The random thoughts of a genius...er...gene nash.
annotated books simulate intelligence
Published on March 22, 2005 By Gene Nash In Books

As research for an upcoming article, I'm reading Leonard Wolf's The Annotated Dracula. It's a facsimile of the first edition of Bram Stoker's classic novel with copious sidebar notations. (Highly recommended, by the way.)

I like to read the notes for the upcoming chapter, then go back and read the novel's text. I realized while doing so that this simulates having knowledge I lack. During everyday reading, when we come upon a reference or allusion, our brains fill in the knowledge, thereby adding depth to the text and expanding our understanding of it. People who are ignorant about the references either have a poorer experience or don't understand the text at all.

Take, for instance, this reference from my article on my 100th blog:

...and most go by without even a notice (100th Big Mac eaten, 100th sunset stopped and watched, 100th time you kissed someone special) unless you're OCD.

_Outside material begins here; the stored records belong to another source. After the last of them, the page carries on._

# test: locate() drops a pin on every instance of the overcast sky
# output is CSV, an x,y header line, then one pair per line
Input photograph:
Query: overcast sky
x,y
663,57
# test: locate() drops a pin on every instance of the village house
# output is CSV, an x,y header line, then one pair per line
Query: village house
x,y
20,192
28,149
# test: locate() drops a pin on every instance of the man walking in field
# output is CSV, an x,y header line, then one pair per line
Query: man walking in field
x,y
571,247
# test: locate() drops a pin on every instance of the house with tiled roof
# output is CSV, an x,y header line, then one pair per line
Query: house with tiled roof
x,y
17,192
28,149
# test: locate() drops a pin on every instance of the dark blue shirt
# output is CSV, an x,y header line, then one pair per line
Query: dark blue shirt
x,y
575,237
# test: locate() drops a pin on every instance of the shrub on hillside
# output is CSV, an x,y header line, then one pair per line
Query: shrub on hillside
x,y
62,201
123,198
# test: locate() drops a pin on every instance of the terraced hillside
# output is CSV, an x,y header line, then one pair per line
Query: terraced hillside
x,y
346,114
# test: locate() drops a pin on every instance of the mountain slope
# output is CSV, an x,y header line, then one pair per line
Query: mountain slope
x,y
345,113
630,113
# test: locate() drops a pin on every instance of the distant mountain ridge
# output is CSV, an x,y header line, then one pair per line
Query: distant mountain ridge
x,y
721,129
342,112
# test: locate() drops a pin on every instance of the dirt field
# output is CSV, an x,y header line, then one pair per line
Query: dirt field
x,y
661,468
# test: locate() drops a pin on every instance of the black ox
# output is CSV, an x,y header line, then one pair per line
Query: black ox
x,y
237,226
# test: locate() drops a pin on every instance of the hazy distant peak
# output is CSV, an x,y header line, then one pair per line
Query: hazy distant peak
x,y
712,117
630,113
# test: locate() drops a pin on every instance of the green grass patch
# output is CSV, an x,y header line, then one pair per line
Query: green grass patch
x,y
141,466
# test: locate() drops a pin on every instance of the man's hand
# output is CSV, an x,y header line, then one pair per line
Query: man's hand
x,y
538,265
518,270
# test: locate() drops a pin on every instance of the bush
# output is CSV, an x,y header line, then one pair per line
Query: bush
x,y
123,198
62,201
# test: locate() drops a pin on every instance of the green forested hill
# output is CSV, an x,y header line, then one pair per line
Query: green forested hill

You either know that OCD stands for "obsessive compulsive disorder" and have some understanding of what that disorder entails, or that entire piece of text sails right by you in a haze of misunderstanding.

Well, what's a 22nd century American boy supposed to do reading a 19th century British novel? Where would I have acquired the tidbit, "...in Stoker's day transfusion needles were larger than they are now and induced considerable pain," had a 100 year-old crusty sailor's yabblins, kirk-garth, bacca-box dialogue translated for me, obtained the background on John Sheppard's escapes, or read the original advertisement for and contemporary medical reference on a popular remedy of the day? What would I make of "...such books of reference as... the'Red' and 'Blue' books..." or "...in the simple style of the London cat's-meat..." or "I had the honour of seconding your father at Windham"?

Enter the annotated text. By reading the notes ahead of the text, I now have a point of reference for and understanding of the allusions. My brain is able to fill in the knowledge as if I'd had it all along. I get the same effects of added depth and expanded understanding as a highly knowledgeable person reading the first printing in 1897. It's "simulated intelligence" turned into real knowledge.

What a marvelous thing it is to be so enriched and made smarter than I should be by reading a few notations.